The old man? A Device so that Cal could spout off about the Importance of political comedy back in the blacklisting days to try to connect that sickening episode in the country’s history with the current political climate? (Did anyone not see it coming that he was an old writer?)
The parents? A Device so that Tom could spout off about the Importance of Studio 60 in the cultural history of the country, because cultural history is as meaningful as political history, especially when your parents are so cardboard middle-American actors-are-gay, soldiers-are-men, patriot stereotypes that they could barely say their lines. (And he took the record out of a paper bag, indicating that he went out and bought it. If he had it in his office or found it on the studio lot why put it in a paper bag to take out and throw away when he gave it to his father?)

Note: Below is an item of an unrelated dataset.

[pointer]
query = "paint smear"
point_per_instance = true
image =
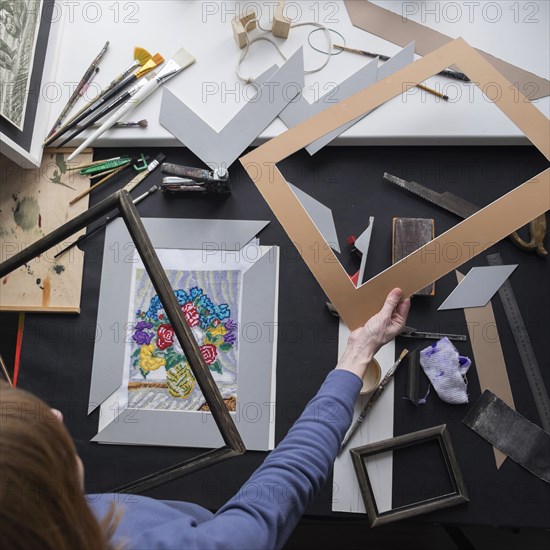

The black comic? A Device so that Simon could spout off about the Importance of saving black men from cultural suicide by the saving grace of intelligent satire. There’s no way anybody who knew the first comic’s material would have recommended him to Simon. He was a Device to get them out of the wrap party - out of the Wrap Party! see how Important that is? - to show how Important it was to find talent who could Say Things.
Jordan and Rudolph showing up drunk to the wrap party? A Device so that the writers could spout off about studio executives. Who else cares?
The three Silly Sistas? A Device so that… Well, you got me. To show that Matt needs to find a mature partner like Harriet rather than play around? But if they’ve been following the rock world, then they already know all about the differences between writers, performers, and producers. Groupies know this stuff to the bottom of their… celebrity radar. (Read Pamela Des Barres’ books. Seriously. They’re great.) They would never ask stupid questions like those shown.
So. An entire show with no plot advancement, no true conflict, no character development, no characters. Just Devices so we in the audience could be properly impressed by how Important the show is and their lives are.
I’d rather watch the show about the UN.
Line by line, the writing is smooth and the direction is great. That may be why some of you are responding to it positively. By comparison, most of the other new shows are quite clunky. Heroes, for example, is poorly written if you use Studio 60 as your model. Heroes is getting better ratings and more critical acclaim because it is more than writing. Each episode does feature plot advancement, conflict, character development, and meaningful actions. Fine writing alone is not sufficient. When present it makes everything around it even better, but popular entertainment can work fine with adequate writing. (For some people, it can even work with awful writing.)
There’s no reason why Studio 60 cannot feature plot advancement, conflict, character development, and meaningful actions. Most of us expect that it will, which is why I think that the people who are watching and griping continue to watch. In the interim, however, it doesn’t. That’s disappointing and that’s why the audience keeps leaving. (The audience was down again last night, to a 5.1 rating.) It may all suddenly turn around if somebody can pound some sense through somebody’s thick head. West Wing took most of a season to really come together, don’t forget.
The show is off next week. I’m hoping that the extra week will be used to tweak the writing so that these first shows are put in the past - are wrapped, so to speak - and that the series can actually start with the new episodes and be what we want it to be.
If not, it will be cancelled. And rightly so.